See gradient-descent for how computed gradients are used in parameter updates, compute-flops for the total FLOPs accounting including the backward pass, and neural-network-fundamentals for the mathematical foundations.
Related Pages
Sources
- Rumelhart, Hinton & Williams (1986) — Learning representations by back-propagating errors. Nature
- Baydin et al. (2018) — Automatic Differentiation in Machine Learning: a Survey. JMLR
- Goodfellow et al. (2016) — Deep Learning. MIT Press (Chapter 6)
Frequently Asked Questions
Why is reverse-mode automatic differentiation (backprop) more efficient than forward mode for neural networks?
Forward-mode AD computes derivatives of all outputs with respect to one input — efficient when there are few inputs and many outputs. Reverse-mode AD computes derivatives of one scalar output (the loss L) with respect to all inputs — efficient when there are many inputs (all model parameters) and one output. Neural networks have millions of parameters but only one loss scalar, making reverse-mode O(N) vs forward-mode O(N²) for computing all N gradients.
What is the memory cost of backpropagation?
Backpropagation requires storing all intermediate activations from the forward pass — these are needed to compute gradients during the backward pass. For a transformer with L layers, sequence length n, and model dimension d, activation memory is O(n·d·L). For large models at long sequence lengths, this can exceed weight memory. Gradient checkpointing (Chen et al., 2016) trades compute for memory: only checkpoint activations at every √L layer, recomputing others during backward, reducing memory to O(√L) activations.
How does backpropagation through the attention mechanism work?
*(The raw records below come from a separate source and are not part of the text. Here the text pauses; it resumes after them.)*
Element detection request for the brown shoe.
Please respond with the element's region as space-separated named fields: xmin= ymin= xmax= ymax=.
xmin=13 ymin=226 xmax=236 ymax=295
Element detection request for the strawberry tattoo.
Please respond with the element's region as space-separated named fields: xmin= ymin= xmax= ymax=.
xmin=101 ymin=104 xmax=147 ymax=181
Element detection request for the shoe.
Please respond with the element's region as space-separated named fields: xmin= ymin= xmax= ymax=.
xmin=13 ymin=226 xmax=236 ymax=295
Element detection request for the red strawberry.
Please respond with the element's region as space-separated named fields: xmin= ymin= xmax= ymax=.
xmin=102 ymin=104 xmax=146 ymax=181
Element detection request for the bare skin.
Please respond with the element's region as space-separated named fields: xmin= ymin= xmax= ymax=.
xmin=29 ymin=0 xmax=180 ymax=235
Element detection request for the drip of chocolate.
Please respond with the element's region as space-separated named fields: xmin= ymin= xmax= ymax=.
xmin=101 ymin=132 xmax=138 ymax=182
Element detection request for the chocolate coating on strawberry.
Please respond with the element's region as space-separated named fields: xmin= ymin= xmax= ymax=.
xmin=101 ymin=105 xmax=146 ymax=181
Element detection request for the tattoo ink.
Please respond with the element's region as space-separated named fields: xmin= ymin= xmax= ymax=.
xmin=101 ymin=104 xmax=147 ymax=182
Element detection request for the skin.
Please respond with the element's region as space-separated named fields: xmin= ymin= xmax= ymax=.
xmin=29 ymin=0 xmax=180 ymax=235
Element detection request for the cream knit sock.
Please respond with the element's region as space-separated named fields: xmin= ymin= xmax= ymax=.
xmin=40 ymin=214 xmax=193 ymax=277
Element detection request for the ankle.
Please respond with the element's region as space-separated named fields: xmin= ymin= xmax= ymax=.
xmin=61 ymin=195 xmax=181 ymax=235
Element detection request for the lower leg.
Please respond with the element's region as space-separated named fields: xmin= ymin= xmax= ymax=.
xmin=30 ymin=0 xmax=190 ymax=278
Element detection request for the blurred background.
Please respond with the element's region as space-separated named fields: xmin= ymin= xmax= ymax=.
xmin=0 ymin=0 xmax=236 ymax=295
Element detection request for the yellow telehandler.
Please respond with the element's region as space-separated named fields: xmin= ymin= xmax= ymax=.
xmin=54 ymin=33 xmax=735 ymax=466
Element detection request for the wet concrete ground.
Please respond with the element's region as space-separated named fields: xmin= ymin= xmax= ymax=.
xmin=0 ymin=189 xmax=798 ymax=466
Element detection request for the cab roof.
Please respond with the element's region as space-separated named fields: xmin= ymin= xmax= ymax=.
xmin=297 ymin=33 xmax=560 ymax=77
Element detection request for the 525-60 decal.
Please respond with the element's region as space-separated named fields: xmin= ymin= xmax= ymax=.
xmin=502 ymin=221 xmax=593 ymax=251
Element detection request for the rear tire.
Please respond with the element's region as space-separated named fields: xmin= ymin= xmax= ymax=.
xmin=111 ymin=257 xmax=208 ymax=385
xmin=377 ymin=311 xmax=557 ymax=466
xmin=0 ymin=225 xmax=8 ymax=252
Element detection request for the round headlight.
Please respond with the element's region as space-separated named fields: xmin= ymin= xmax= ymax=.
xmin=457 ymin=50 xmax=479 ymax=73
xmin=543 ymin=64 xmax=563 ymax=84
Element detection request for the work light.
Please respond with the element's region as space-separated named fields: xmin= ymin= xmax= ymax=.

The attention computation Attention(Q,K,V) = softmax(Q·Kᵀ/√d_k)·V is differentiable. During backward, gradients flow through the softmax (∂softmax is the Jacobian of the softmax operation), through the matrix multiply Q·Kᵀ (gradients split between Q and K), and through the value weighting (gradients split between attention weights and V). PyTorch and JAX implement this automatically via operator fusion in FlashAttention, which also avoids storing the full n×n attention matrix for memory efficiency.